New elastography technologies are being investigated clinically as well. One promising method is supersonic shear wave elastography, which combines two innovative concepts. The same conventional ultrasound probe is used to manipulate the tissue and to image it. An ultrasonic focused beam creates acoustic pressure, removing the need for external compression. The resulting motion is imaged using an ultrafast ultrasound acquisition. Quantitative elastography information (kPa) is available using this technique.10

Elastography ultrasound is emerging as a valuable adjunct to B-mode ultrasound for the evaluation of breast lesions. Reliable information can be obtained from experienced operators. The findings must, however, always be integrated with other ultrasound findings.
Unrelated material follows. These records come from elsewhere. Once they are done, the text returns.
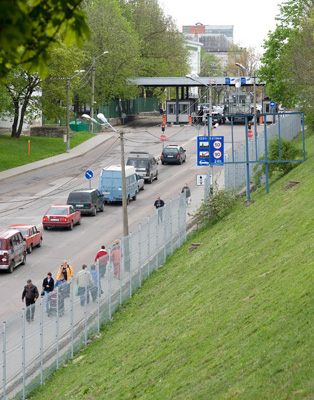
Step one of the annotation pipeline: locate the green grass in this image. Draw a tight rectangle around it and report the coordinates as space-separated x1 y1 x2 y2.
0 132 95 171
29 137 314 400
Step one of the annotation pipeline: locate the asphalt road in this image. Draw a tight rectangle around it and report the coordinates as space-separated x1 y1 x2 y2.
0 120 253 321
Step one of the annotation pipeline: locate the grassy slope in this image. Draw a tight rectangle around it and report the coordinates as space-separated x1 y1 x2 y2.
0 132 95 171
28 138 314 400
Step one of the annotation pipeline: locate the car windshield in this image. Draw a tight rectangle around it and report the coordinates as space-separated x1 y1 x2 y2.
163 148 178 155
47 207 68 215
68 192 91 203
127 158 147 168
17 228 29 236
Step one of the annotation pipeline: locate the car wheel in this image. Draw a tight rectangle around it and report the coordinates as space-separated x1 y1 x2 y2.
8 261 14 274
21 252 26 265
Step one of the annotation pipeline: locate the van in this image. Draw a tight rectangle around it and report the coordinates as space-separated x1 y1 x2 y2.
0 228 26 274
126 151 158 183
67 189 104 216
98 165 139 204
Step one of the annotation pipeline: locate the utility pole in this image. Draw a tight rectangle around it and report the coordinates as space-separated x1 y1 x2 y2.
120 131 129 236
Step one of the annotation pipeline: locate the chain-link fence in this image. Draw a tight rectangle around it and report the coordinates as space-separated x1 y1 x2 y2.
0 194 186 399
224 113 302 191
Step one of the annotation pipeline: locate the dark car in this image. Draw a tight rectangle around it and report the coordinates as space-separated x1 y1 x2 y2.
67 189 104 216
42 204 81 231
160 144 186 164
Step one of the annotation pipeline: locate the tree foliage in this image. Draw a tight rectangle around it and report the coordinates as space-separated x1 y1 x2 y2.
0 0 88 79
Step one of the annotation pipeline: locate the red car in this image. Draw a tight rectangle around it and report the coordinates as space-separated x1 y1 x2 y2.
43 204 81 230
9 225 43 253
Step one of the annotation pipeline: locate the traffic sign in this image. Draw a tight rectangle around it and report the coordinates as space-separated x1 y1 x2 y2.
85 169 94 179
197 136 209 166
209 136 224 165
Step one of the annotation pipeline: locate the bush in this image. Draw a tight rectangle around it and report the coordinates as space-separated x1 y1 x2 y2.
253 138 303 186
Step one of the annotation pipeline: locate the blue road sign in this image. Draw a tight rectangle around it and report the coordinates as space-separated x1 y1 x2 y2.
197 136 209 166
85 169 94 179
209 136 224 165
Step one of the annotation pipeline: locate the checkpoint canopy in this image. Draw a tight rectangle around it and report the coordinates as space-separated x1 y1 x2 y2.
127 76 265 124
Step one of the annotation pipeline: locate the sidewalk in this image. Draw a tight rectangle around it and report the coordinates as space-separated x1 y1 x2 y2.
0 132 113 181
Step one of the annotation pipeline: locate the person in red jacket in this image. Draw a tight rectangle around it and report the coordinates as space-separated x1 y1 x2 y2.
95 246 108 276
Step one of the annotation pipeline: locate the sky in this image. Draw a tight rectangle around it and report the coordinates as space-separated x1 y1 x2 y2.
159 0 286 54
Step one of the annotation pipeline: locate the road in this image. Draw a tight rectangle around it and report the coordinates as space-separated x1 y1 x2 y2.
0 123 250 321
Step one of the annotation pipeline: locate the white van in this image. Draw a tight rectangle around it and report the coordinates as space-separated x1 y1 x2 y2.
98 165 139 204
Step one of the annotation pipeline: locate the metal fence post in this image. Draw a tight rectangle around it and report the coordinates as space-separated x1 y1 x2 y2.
147 217 150 276
138 224 142 286
22 308 25 400
40 293 43 385
2 322 7 400
129 232 133 298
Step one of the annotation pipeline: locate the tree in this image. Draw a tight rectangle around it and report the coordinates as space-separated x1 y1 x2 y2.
0 0 88 80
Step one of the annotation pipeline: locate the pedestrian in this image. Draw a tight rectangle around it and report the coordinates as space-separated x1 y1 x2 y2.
22 279 39 322
110 239 121 279
181 183 191 206
95 246 109 276
154 196 165 222
76 264 94 307
57 260 74 283
43 272 54 312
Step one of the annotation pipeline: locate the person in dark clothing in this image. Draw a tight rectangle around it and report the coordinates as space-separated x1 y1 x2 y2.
43 272 54 312
154 197 165 222
22 279 39 322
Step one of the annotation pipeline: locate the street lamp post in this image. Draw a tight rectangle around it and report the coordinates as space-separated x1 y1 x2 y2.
61 69 85 153
90 51 109 133
82 113 129 236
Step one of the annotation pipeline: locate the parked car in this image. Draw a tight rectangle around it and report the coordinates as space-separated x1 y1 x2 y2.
126 151 158 183
9 225 43 254
136 174 145 191
43 204 81 230
160 144 186 164
0 228 26 274
67 189 104 216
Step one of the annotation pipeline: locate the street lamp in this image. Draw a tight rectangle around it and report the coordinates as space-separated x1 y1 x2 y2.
60 69 85 153
90 51 109 133
82 113 129 236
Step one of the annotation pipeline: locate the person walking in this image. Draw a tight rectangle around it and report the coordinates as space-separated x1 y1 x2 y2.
22 279 39 322
95 246 109 276
43 272 54 312
110 239 121 279
154 196 165 222
76 264 94 307
57 260 74 283
181 183 191 206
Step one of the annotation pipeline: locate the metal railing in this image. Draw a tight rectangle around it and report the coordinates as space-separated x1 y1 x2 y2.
0 194 186 399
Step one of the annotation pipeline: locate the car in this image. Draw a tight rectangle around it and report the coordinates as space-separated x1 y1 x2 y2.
160 144 186 165
136 174 145 191
42 204 81 230
67 189 104 216
9 225 43 254
126 151 158 183
0 228 26 274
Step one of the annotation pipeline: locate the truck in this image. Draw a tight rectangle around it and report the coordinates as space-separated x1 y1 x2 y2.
98 165 139 204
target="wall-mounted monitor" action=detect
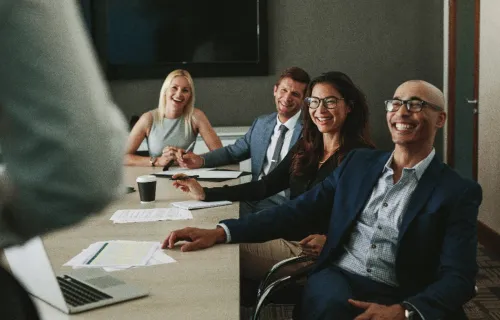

Guidelines on the proper use of elastography, based on the Hitachi system, have been defined:9

  • Elastography may increase the specificity of ultrasound in the evaluation of breast lesions. It is not indicat-ed for surgical scars, diffuse lesions, or lesions larger than the transducer fieldof- view.

  • Elastography interpretation requires global experience in breast imaging. Operators should scan and interpret at least 30 cases under the supervision of an expert before performing the technique on their own in clinical practice.

  • Elastography acquisition can be termed "correct" when the value on the monitor is at least 2 or 3. Color homogeneity throughout the scanning area around the lesion is another way of evaluating examination quality.

  • At least two correct elastography acquisitions lasting five seconds should be obtained for each lesion. The area scanned should cover almost all of the field-of-view.

  • Two elastography scores should be acquired through perpendicular scanning planes for lesions with a mixed texture on B-mode ultrasound.

  • The pressure applied with the probe must be constant and perpendicular to both the front margin of the lesion and the thoracic plane. Lateral movements must be avoided.